Я взял трубку. Звонила Валерия:
— Жень, привет! Извини, что поздно, Ты уже спишь?
— Бонжур, дорогая! — обрадовался я и, чтобы не будить спящих в ногах проституток, перешел на французский: — Совсем даже не поздно, а рано, и я еще не сплю. У тебя ничего не случилось?
— Нет. А почему ты говоришь по-французски? У тебя кто-то есть?
— Только ты, я и ночь, которая нас, увы, разделяет. А по-французски говорю оттого, что устал от китайского. Как дела?
— Прекрасно. Сегодня моя Жаклин давала концерт в музыкальном коллеже в Марселе. Мишель Боннэ остался очень доволен.
— Что она играла?
— Кое-что из Рахманинова, а Гайдна — на бис. Кстати, новая знакомая Боннэ Виолетта Абиджан пригласила меня аккомпанировать ей в сольном концерте. Хочешь послушать, как она поет? — и, не дожидаясь моего согласия, включила магнитофон.
В трубку полились франки за междугородные переговоры…
— Мужик, — тряс меня за плечо взлохмаченный бомж. — Проснись! Ты че?..
Я протер глаза. Обитатели «клетки» испуганно отползли от меня в противоположный угол.
— А? Что?..
— Ты че это не по-нашему? На рожу посмотришь — вроде свой. Шпион, что ли?
— Шпион, — признался я, зная, что в ФСБ и кормят лучше, и обхождение вежливей.
— Ля мур, ля мур, — горько усмехнулся пожилой человек в пижаме, — я бывал в Париже в составе делегации филологов Академии наук. Была весна, и на бульваре Капуцинов цвели каштаны.
В наступившей тишине всхлипнула какая-то шлюха. За окном голосом Виолетты Абиджан пропела милицейская сирена, и звонким аккордом расстроенного «Стэйнвея» звякнула металлическая цепь на решетке загона:
— Столетник! На выход!
На месте капитана за стеклянной перегородкой сидел майор. Он молча придвинул мне оригиналы и копию протокола, а когда я расписался, потребовал проверить соответствие возвращенных вещей по описи: извиняться, правда, не стал, а я не стал настаивать, потому что за грязным окошком в решетке забрезжил рассвет, на часах стрелки вытянулись в шесть утра, итого менты отняли у меня сто двадцать баксов — не такая уж маленькая плата за зависть.

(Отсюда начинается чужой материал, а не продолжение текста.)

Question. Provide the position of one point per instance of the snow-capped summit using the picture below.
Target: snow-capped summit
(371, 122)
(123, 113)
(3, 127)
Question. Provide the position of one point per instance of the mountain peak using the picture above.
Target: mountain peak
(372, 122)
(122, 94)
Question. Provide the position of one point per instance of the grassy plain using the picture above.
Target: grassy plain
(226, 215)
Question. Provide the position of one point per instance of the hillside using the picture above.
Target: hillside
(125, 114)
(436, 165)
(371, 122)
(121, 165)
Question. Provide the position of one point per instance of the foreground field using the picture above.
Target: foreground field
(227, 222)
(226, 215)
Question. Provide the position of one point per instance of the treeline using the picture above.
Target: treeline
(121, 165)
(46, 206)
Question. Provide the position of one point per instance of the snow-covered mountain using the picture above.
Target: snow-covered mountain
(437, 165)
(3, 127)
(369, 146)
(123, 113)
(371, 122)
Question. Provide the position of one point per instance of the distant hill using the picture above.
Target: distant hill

«Ягуар» стоял у входа на площадке. Отъехав пару сотен метров, я убедился, что его не заминировали.
Город уже проснулся, день обещал быть пасмурным с проблесками солнца или солнечным с кратковременным дождем. Вполне обычный день одиннадцатого сентября, каких я видел уже тридцать четыре. Интересно, что я делал в этот день в прошлом году? Еще интереснее — звонили ли менты моей клиентке, чтобы проверить подлинность контракта? Регистрацию сотового телефона проверяли — это как пить дать, хорошо бы, не наслушали по нему пикантных разговоров долларов этак на семьсот-восемьсот, с них станется! Не снижая скорости, я сунул пальцы под коврик — копии контракта были на месте. А значит, обыскивали не очень старательно, заведомо зная, что наркотиков и оружия на борту нет. По-моему, они вообще знали обо мне еще до задержания — не эти, конечно, а те, кто инициировал. Кто и зачем — вопрос, но если это так, то периодическое появление «желтоглазика» у меня на хвосте было закономерным.
Я въехал во двор, загнал машину за длинный ряд разноцветных металлических гаражей, от посторонних взглядов из окон верхнего этажа меня с одной стороны скрывала покатая крыша трансформаторной будки, символизировавшей родину электричества, с другой — еще не облетевшая крона старого тополя, в пору цветения досаждавшего аллергикам, а теперь обиженно стоявшего на задворках с видом нищего, которому никто не подает.